Recorriendo un museo, ante el lienzo decimonónico de una lánguida y hermosa mujer, cabeza sobre la mano y mirada perdida, una adolescente preguntó con inquietud: «¿Qué le pasa, papá? ¿Por qué está así?». Su padre, un pelirrojo socarrón, le respondió: «Es que se le ha perdido el móvil, hija mía». A ella le pareció totalmente convincente: «Ah, claro». Al ver mi sonrisa, el hombre me lanzó un guiño cómplice.
Los humanos, además del lenguaje y la imaginación creadora, poseemos el don de poder recogernos un rato en nosotros mismos, como si echáramos un telón corto sobre el entorno, actitud inédita entre los restantes mamíferos que viven en constante atención, vigilantes frente a las amenazas y estímulos del mundo, y que cuando nada atrae su curiosidad se amodorran.
Es por esto que Ortega y Gasset veía en el ensimismamiento la antesala de lo más característico del ser humano: la acción inteligente que interviene sobre la realidad y la modifica. Según su teoría, la civilización clásica entró en decadencia cuando los latinos, arrastrados por un frenesí sensitivo, perdieron la costumbre de envolverse en los pliegues de su intimidad. La conclusión orteguiana es que el ensimismamiento sin acción lleva al pecado del mentalismo, pero la acción sin ensimismamiento nos convierte en pollos descabezados.

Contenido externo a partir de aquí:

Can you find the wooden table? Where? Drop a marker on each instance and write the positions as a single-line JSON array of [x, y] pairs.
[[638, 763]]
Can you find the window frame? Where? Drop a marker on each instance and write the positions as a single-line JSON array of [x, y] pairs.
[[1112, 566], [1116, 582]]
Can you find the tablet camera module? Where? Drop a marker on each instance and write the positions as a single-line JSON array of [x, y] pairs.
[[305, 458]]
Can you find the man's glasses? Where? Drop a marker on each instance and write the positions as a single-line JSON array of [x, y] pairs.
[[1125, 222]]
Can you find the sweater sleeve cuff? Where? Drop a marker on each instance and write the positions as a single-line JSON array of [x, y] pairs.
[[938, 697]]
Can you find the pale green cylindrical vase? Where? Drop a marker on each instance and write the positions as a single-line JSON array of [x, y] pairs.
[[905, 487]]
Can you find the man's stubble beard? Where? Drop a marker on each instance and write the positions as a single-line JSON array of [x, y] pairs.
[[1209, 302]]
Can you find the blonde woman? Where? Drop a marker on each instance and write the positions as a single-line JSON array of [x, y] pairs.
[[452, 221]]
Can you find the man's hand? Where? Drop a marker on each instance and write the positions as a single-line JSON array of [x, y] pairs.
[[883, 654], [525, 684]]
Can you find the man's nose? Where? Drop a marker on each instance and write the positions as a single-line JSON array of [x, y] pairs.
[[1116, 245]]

En 'Estética en el tranvía', el mismo Ortega ponía en valor el tiempo que pasamos desplazándonos, porque es en esos momentos de apariencia anodina, de mero trámite, cuando se nos da calibrar la belleza imprevisible de las cosas y nuestro lugar entre ellas. Hoy, en el bus y el tren, en el paseo y las terrazas, muchos ya no se dejan mecer por el simple flujo de la vida exterior e interior, sino que, doblando la cerviz, se aíslan en sus dispositivos como si en ellos estuviera la cifra y verdad del mundo. Con ello renuncian a la «maravillosa facultad que tenemos de libertarnos transitoriamente de la esclavitud por las cosas». Ciberesclavos embelesados con las sombras de una caverna portátil.